- To learn to glorify and adore Allah and love His prophets, to love whatever and whomever Allah and His Messenger Muhammad (Peace be upon him) love, to dislike whatever and whomever they dislike, and to willingly behave in a way pleasing to Allah.
- To develop an attitude of total submission to Allah’s divine revelation and to discern the validity of teachings, practices, and/or cultural adaptations through proper research and comparison with authentic sources, namely Qur’an and Sunnah.
- To understand that Islam is a comprehensive, balanced and perfect way of life; to learn the foundational Islamic beliefs, ideals, ethics, obligations, injunctions, and prohibitions; and to gain whatever knowledge is necessary to live a God-conscious life.
- To involve students in actively expressing their Islamic beliefs though their actions, to put Islam into practice in a balanced and moderate manner.
- To nurture the Islamic personality through a profound understanding of mankind’s purpose and place within all of Allah’s seen and unseen creation.
- To understand the characteristics and responsibilities of Islamic leadership, from personally enjoining good and forbidding evil, to ruling with compassion and justice as God’s deputy on earth, and to actively serve the Muslim community as well as the society at large.

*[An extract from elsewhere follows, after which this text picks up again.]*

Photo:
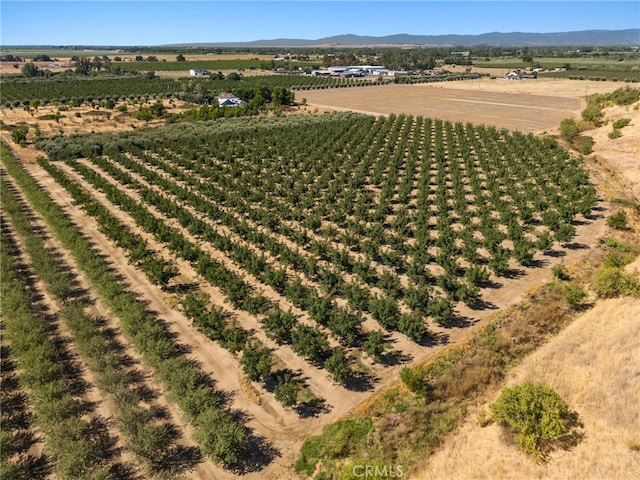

- To develop a sense of genuine connectedness with the Muslim Ummah (world-wide community), appreciating its rich diversity and understanding the value of Islamic unity and brotherhood.
Islamic Education is unlike other kinds of Education which primarily focus upon cognitive objectives. In that case a student gets knowledge for the sake of knowledge and is expected to soak all the information taught, like a sponge. However, Islamic education focuses, not only on the cognitive, but also on the affective and psychomotor domains. Here, learning objectives are designed to develop Islamic values, attitudes and behaviors (Affective). Skills and proficiencies in performing various Islamic obligations such as reading Qur’an, performing Salah, Sawm, Zakah, Hajj, skills in dealing with others and giving Da’wah to them are also developed. (Psychomotor)
We believe that the mission of Islamic education is “Tarbiyah”, or to educate students and take care of them and train them at all levels. Tarbiyah focuses on behavior modification and development in accordance with the Qur’an and Sunnah.
Methodology of Teaching:
Our Islamic Studies teachers are dedicated and professional. They have the mission of Tarbiyah in mind and are always eager to yield the best results. In order for that to happen, teachers, administration, students, and parents should work closely together to counter the strong influence of the popular culture. Remember that most knowledge outlets in our society, such as television, newspapers, magazines, novels, internet websites, friends, neighbors, extracurricular activities, etc. go against our mission of preserving our students’ Islamic identity.
Teachers in different school levels use different methods
Elementary School: At the early stage of this level, teachers use a lot of concrete and hands on techniques such as artifacts, clay, drawing and coloring, puzzles, Islamic songs (Nashid), role play, simulations, audio-visual materials, modern technology tools such as I pads, mimios, etc.
4th-6th grades get more teaching using the white board or power points, in addition to the previous methods.
Middle School: Teachers introduce new material through discussion using question/ answer techniques. They also use peer teaching and group work. Role play is a common practice, and students love it. Projects are assigned at least once every semester. Field trips, audio- visuals, and technology tools such as mimio pads are frequently used.
High school: Project-based learning is used extensively at this stage. The teacher here is more of a facilitator of knowledge. Students feel more responsible for their learning which gives them a sense of gratification and confidence. The teacher presents and explains new material and conducts class discussions. She supervises study activities and varied learning experiences such as group work, role play, debates, simulations, moral dilemmas, guest speakers, open forums, field trips, You Tube videos, documentary critiques, reports on conventions/ current issues, and journals.